Le juge des référés du Tribunal Administratif de Paris vient de décider, par une ordonnance rendue le 19 décembre 2003, que lorsqu’un immeuble ayant fait l’objet d’une option pour la taxation volontaire des loyers est partiellement occupé, le droit à déduction du bailleur est plein et entier, sans qu’il y ait lieu d’attendre l’occupation totale de l’immeuble.

Cette conclusion avait déjà été adoptée par le Conseil d’Etat de longue date puisque dans un arrêt rendu en formation plénière le 21 décembre 1979, la Haute Assemblée a jugé que la totalité de l’immeuble construit par la société « étant destinée à la location industrielle et commerciale et l’ensemble des loyers perçus et à percevoir étant soumis, par option, à la TVA, la société devait obtenir le remboursement de la totalité des taxes ayant grevé la construction dès la mise en location de l’immeuble et sans qu’il y ait lieu de distinguer entre les parties de l’immeuble déjà louées à la date de la demande de remboursement et celles qui, offertes à la location n’avaient pas encore trouvé preneur à cette date« .

L’analyse du juge des référés

L’affaire tranchée concernait un bailleur ayant régulièrement opté pour la taxation volontaire des loyers à la TVA qui disposait d’un immeuble partiellement occupé à la date à laquelle il avait présenté une demande de remboursement de crédit de taxe (des contrats avaient été conclus afin de rechercher des occupants pour combler les locaux vacants).

L’administration fiscale considérait que la TVA ayant grevé l’acquisition de cet immeuble n’était déductible qu’à proportion des superficies effectivement occupées par des locataires ; elle estimait que l’option pour la taxation des loyers à la TVA ne pouvait avoir été valablement formulée qu’à raison des locaux objet d’un bail.

Elle concluait ainsi au rejet d’une partie de la demande de remboursement. Le bailleur avait alors attaqué cette décision au fond et avait en outre réclamé l’attribution d’une provision en référé, sur le fondement de l’article R 541-1 du Code de justice administrative. La réponse apportée par le juge des référés est très claire.

Le sort encore incertain des locaux sans occupants

Reste en suspens la question de savoir si la TVA grevant les dépenses d’un immeuble destiné à la location, mais qui n’est pas encore occupé par le moindre locataire, est déductible sans attendre de trouver un ou des locataires.

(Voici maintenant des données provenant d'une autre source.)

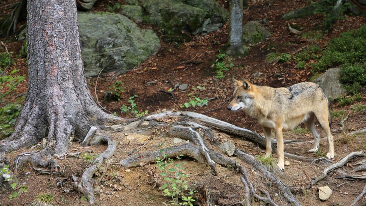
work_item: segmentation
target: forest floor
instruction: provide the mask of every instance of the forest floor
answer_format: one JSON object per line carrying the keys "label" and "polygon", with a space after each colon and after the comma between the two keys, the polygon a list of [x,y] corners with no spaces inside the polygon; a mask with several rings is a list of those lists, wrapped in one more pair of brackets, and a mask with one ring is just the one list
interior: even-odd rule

La doctrine administrative susvisée semble s’y opposer, à moins qu’une promesse de bail, sur au moins une partie des locaux, ne soit conclue. Des arguments permettent pourtant, de prétendre que l’option de l’article 260, 2° du CGI est possible, même en l’absence de bail ou de promesse de bail. Attendre les locataires pour pouvoir opter et donc, déduire la TVA d’amont, semble contraire à la jurisprudence communautaire évoquée précédemment. Notamment, l’arrêt Rompelman de la CJCE rappelle que la TVA est une charge dont les assujettis doivent être déchargés le plus rapidement possible.

Dès lors que la validité de l’option implique la rédaction d’une lettre expresse, ne pourrait-on pas considérer que cette formalité manifeste de façon suffisamment explicite la volonté de l’opérateur de donner son immeuble en location sous le régime de la TVA ?

En tout cas, s’agissant d’une société foncière, ayant précisément pour objet de donner des immeubles en location, il semble que la déclaration d’existence de la société, accompagnée de lettre d’option de l’article 260, 2° du CGI devrait être suffisante pour reconnaître la qualité d’assujetti récupérateur au futur bailleur et admettre ainsi, sans attendre la conclusion d’un bail ou d’une promesse de bail, son droit de déduire la taxe grevant les dépenses afférentes à son immeuble.